I recommend you to read it because it’s all extensively argued and it seems that beyond the “but with Noto it’s nicer“, there are not many arguments in favor of what is happening.

This week I talked to Garrett to find out what happened with this, before starting with the conspiracies… and he told me that it just stood there, without interest from anyone. We need the Gutenberg design team to give their opinion and… that’s it. What we really need is for those of us who are concerned about these kinds of privacy issues to raise our voices a little bit on this issue and get it back on track so that it can be resolved as soon as possible.

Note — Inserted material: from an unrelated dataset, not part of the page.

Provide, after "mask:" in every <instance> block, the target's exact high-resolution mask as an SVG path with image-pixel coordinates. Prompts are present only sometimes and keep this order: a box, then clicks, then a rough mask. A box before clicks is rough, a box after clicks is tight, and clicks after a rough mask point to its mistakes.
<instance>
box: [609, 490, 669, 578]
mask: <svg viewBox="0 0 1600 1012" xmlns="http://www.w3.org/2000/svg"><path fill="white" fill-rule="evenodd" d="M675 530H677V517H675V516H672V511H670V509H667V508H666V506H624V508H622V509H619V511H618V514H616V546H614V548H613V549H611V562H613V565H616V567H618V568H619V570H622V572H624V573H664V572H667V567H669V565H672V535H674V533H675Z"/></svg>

So whether it’s for GPDR, whether it’s for admin load speed, whether it’s for aesthetic aspects, whether it’s for feeding less data to the Google monster, or whatever your motivation is, share your opinion and make us heard. We’ll see if it’s true that we make WordPress among all people. I’m confident we do.

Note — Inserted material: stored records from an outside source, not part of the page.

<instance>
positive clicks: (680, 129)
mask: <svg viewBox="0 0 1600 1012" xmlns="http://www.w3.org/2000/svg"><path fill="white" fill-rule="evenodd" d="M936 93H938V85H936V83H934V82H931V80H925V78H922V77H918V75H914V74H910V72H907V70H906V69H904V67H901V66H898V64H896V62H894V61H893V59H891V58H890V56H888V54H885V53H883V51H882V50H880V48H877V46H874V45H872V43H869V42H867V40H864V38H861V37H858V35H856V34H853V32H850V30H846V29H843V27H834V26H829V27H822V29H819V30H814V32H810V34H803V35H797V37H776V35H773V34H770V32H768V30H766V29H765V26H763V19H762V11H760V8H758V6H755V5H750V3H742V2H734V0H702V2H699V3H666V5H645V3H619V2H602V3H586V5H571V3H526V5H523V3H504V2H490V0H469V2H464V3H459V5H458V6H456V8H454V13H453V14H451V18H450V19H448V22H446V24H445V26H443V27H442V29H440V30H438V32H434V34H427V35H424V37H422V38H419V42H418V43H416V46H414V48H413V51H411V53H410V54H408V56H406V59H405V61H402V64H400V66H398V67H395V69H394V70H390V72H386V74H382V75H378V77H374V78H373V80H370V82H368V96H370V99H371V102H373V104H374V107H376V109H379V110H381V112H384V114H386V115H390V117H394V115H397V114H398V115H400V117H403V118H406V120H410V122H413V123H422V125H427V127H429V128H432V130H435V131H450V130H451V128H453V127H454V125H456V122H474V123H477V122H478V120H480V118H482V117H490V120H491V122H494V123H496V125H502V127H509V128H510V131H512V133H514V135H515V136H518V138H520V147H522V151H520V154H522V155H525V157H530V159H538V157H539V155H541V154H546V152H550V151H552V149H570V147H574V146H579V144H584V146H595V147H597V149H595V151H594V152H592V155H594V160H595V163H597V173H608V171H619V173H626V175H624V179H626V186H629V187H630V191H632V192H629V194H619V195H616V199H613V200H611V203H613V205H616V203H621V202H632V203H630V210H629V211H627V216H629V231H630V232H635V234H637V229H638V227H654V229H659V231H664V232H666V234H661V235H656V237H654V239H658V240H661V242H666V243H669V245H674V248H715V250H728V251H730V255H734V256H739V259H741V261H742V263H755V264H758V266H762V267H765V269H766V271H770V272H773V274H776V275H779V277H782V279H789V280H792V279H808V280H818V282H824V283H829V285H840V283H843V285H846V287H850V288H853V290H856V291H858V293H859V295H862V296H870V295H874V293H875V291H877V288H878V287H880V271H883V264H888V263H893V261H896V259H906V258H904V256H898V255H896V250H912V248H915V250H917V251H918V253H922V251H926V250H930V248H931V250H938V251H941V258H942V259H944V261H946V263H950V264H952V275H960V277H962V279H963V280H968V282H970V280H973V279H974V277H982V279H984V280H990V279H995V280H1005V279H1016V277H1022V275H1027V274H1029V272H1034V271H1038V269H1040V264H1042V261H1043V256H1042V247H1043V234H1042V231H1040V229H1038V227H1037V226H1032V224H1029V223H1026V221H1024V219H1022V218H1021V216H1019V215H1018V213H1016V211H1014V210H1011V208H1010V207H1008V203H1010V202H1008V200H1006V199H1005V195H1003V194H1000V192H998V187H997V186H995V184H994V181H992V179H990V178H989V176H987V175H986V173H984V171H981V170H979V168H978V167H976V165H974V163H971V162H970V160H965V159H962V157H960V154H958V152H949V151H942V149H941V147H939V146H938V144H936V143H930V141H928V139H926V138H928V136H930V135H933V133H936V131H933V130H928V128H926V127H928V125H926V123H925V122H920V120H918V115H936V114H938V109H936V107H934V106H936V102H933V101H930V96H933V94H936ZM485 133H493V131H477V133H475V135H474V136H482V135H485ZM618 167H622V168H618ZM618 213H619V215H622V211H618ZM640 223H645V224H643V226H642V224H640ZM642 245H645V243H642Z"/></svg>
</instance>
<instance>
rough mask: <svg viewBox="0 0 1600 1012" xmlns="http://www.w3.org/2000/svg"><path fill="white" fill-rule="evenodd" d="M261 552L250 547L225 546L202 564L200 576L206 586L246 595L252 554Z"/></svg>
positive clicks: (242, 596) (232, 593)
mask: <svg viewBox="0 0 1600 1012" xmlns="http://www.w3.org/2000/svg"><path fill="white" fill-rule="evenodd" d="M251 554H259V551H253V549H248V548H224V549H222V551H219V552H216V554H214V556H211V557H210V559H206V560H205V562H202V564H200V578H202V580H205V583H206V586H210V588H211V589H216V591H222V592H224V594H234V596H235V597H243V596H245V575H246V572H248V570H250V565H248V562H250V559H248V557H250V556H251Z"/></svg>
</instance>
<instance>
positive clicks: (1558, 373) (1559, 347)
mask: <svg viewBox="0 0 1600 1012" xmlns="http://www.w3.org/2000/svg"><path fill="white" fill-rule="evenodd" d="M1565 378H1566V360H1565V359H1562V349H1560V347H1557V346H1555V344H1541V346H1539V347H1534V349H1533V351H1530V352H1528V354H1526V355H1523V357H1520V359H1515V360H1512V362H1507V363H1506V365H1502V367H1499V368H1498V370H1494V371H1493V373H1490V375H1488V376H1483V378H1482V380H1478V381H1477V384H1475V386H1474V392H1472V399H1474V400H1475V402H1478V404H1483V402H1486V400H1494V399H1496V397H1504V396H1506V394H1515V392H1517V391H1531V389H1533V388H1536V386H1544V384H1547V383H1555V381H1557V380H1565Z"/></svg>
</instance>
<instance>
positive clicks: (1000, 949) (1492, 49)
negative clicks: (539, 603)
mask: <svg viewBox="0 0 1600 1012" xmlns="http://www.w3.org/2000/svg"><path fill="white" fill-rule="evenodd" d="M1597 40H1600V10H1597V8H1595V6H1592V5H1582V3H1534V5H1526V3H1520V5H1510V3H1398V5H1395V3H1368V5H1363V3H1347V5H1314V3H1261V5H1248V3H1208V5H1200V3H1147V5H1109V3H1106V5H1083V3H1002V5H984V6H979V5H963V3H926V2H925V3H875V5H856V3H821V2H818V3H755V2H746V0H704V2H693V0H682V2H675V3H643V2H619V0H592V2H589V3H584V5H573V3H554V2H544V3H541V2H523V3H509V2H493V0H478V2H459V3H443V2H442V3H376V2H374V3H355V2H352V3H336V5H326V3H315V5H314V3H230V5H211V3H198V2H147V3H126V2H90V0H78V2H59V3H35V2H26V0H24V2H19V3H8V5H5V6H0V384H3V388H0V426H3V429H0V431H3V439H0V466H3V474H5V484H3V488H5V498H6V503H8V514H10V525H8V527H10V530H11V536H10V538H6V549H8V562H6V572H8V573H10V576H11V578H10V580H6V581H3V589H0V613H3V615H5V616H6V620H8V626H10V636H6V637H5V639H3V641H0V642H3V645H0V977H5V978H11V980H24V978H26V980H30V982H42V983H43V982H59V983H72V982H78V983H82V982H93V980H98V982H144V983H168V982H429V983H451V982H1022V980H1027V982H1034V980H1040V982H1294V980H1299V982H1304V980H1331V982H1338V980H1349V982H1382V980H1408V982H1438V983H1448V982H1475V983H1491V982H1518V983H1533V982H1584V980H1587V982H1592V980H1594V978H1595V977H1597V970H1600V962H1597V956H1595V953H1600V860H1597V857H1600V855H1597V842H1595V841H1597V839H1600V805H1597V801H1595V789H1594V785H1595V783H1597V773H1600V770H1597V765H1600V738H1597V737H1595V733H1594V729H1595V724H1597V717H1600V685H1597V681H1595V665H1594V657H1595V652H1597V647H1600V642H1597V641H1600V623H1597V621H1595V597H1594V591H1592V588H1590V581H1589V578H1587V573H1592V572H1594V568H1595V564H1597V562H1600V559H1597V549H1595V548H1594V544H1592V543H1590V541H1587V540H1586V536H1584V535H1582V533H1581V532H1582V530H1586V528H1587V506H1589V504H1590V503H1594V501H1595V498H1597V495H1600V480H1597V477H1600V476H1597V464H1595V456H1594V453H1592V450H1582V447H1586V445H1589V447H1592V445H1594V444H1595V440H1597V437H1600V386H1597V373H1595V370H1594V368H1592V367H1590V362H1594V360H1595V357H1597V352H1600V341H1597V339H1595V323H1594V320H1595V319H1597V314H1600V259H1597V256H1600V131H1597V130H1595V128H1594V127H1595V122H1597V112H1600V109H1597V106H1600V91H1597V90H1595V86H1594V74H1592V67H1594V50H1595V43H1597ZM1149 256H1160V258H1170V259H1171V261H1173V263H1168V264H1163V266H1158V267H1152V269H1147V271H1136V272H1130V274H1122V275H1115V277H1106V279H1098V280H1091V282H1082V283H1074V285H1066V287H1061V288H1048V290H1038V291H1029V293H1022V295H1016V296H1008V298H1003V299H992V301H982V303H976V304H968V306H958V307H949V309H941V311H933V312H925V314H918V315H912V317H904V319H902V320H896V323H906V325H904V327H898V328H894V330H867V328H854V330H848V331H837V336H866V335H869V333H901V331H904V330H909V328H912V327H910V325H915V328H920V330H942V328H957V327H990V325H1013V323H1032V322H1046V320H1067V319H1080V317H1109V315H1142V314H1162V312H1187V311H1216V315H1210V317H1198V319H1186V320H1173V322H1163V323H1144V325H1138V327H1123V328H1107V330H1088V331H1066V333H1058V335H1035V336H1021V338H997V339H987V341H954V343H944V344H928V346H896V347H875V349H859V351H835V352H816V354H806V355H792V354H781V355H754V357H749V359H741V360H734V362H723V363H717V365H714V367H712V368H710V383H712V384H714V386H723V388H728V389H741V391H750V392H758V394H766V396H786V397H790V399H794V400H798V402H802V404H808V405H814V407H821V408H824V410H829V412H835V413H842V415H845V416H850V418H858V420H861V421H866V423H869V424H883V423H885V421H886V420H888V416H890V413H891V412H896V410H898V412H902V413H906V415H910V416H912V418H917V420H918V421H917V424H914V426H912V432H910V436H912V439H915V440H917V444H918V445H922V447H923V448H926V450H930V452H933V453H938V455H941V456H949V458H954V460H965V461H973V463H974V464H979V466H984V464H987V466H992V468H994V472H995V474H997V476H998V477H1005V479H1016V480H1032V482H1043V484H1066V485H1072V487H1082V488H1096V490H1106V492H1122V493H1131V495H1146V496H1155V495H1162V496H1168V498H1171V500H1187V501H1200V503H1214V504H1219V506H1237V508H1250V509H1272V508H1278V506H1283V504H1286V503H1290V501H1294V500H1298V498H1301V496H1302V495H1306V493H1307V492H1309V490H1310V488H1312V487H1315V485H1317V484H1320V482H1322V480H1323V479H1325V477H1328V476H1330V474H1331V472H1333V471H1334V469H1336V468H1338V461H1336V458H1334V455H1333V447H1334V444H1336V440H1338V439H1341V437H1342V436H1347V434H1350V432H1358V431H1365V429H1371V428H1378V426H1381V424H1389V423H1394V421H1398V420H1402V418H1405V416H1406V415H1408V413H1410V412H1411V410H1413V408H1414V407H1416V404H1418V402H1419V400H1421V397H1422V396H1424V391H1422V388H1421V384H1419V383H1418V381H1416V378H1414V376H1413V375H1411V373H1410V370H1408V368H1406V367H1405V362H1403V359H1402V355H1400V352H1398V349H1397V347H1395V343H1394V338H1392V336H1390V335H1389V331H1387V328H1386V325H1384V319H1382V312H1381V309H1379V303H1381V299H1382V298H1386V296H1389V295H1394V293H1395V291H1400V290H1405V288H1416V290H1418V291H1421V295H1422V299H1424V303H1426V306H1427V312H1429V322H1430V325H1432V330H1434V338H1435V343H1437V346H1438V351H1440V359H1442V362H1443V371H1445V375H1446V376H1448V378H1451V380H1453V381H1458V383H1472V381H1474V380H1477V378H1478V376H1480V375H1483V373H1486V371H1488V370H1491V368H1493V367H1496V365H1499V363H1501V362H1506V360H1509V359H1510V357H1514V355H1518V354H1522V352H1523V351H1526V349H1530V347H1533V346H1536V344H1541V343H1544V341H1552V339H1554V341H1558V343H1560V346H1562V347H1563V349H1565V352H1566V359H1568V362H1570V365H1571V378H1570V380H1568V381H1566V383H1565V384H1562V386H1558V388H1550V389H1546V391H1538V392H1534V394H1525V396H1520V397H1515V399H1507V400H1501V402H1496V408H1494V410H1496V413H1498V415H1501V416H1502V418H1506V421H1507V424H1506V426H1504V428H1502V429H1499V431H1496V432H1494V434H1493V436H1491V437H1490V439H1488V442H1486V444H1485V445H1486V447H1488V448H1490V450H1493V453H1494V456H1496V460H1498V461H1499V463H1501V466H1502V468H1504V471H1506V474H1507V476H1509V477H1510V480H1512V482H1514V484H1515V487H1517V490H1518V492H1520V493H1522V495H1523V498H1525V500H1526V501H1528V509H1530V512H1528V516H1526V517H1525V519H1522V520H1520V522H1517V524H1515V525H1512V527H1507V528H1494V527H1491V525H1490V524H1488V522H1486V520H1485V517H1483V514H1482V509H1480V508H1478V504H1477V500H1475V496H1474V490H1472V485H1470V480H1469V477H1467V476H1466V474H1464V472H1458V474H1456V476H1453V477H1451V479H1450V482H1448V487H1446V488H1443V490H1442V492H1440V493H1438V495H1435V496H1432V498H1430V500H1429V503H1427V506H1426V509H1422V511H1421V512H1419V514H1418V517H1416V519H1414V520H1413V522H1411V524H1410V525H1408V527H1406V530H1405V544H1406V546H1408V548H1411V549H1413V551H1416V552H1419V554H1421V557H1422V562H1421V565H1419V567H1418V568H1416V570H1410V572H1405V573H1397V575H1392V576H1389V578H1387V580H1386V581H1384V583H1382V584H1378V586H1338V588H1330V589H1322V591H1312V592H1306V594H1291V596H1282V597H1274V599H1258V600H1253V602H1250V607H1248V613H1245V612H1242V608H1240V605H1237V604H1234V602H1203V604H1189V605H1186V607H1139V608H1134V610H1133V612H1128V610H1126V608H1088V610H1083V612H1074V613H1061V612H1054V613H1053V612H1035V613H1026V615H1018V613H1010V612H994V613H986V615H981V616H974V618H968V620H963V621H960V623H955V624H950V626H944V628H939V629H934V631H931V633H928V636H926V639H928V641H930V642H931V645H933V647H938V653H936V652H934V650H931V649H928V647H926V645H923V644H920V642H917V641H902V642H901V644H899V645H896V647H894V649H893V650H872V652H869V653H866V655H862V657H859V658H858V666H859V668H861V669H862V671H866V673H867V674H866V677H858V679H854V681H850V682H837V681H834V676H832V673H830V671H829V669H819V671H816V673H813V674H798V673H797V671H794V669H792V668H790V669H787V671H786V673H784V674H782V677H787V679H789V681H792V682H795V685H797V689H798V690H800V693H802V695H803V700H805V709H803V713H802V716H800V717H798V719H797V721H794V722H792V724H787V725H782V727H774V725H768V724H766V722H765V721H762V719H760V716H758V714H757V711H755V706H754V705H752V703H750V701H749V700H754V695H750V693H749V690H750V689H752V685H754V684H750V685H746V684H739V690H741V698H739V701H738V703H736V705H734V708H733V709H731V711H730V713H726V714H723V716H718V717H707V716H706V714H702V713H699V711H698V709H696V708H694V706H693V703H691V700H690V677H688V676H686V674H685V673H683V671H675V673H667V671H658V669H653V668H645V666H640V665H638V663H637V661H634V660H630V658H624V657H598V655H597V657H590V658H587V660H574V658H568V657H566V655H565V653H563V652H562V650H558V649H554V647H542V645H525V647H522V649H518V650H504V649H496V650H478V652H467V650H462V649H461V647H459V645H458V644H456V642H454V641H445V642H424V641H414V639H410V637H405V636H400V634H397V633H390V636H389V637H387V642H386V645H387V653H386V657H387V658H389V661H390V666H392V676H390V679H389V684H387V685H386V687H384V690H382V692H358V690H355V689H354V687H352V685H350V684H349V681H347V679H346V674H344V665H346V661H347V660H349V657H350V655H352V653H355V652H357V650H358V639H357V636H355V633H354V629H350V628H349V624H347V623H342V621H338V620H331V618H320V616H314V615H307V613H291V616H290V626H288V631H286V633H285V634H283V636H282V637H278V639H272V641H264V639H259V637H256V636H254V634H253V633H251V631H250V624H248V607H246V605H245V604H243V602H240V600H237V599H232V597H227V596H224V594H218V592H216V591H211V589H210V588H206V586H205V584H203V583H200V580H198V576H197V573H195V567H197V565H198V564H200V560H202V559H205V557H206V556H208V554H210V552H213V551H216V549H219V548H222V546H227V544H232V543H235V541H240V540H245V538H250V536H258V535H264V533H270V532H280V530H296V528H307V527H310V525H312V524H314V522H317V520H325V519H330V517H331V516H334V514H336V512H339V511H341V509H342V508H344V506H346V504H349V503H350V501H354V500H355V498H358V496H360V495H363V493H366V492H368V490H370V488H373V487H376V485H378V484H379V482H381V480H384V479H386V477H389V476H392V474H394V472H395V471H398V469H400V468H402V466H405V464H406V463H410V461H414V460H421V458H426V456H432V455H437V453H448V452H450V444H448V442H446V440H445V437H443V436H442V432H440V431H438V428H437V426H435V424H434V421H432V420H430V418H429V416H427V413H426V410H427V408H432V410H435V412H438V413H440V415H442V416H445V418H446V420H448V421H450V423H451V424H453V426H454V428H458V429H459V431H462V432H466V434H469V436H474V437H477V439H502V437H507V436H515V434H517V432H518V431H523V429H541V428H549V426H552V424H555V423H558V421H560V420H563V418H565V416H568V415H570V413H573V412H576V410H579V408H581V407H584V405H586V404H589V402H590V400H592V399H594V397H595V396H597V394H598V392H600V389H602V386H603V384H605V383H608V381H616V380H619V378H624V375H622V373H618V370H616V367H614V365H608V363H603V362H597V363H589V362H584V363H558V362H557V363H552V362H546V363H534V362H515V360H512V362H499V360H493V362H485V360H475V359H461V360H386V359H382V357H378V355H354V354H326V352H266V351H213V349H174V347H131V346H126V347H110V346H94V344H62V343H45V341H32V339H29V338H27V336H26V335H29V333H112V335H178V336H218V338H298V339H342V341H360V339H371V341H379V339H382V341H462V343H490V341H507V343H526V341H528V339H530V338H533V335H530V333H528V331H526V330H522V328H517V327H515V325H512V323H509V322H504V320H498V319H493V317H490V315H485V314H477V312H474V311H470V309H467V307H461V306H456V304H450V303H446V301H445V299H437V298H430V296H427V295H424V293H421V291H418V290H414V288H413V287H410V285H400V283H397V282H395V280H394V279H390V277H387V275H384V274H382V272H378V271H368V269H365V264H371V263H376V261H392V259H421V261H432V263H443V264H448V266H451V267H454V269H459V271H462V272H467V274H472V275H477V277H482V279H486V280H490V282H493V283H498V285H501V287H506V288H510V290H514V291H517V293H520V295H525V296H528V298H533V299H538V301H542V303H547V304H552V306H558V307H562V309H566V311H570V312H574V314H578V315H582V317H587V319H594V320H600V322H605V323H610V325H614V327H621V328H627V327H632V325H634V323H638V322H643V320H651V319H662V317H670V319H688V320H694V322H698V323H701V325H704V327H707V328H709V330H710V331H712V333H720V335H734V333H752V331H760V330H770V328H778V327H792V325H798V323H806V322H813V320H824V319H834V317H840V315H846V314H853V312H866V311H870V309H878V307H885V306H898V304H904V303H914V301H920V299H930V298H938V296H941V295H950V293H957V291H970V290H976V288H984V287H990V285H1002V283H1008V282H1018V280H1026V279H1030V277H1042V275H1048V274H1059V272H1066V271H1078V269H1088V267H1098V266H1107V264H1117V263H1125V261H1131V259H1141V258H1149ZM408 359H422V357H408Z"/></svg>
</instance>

Update 13/04 13:00 · Code to remove the loading of the Noto font

Fernando Puente (thank you!) leaves us a code to avoid this load in the admin of our website:

    add_filter( 'gettext_with_context', 'remove_google_font_noto',
function remove_google_font_noto( $translated, $original, $context, $domain ) {
    if ( $original === 'Noto Serif:400,400i,700,700i')
        return 'off';
    return $translated;

As long as they don’t change that line, this is going to work, but we’re going to try to get it out of the core anyway, right?


if Airplane Mode doesn’t already solve this, it should. it’s why i made the plugin to begin with. give that a a look and if it doesn’t, i’ll gladly add it.

Juan Hernando says:

Thanks Andrew, I didn’t know about the Airplane Mode plugin, it also solves it 🙂 Good to have options!

Pat says:

Thank you for this, really important work

Juan Hernando says:

Thanks for reading Pat!

The code to remove it should probably be looking for the context instead “Google Font Name and Variants” and not the string. This will be more robust as the sizing and variants will change but the context string is much more likely to remain intact.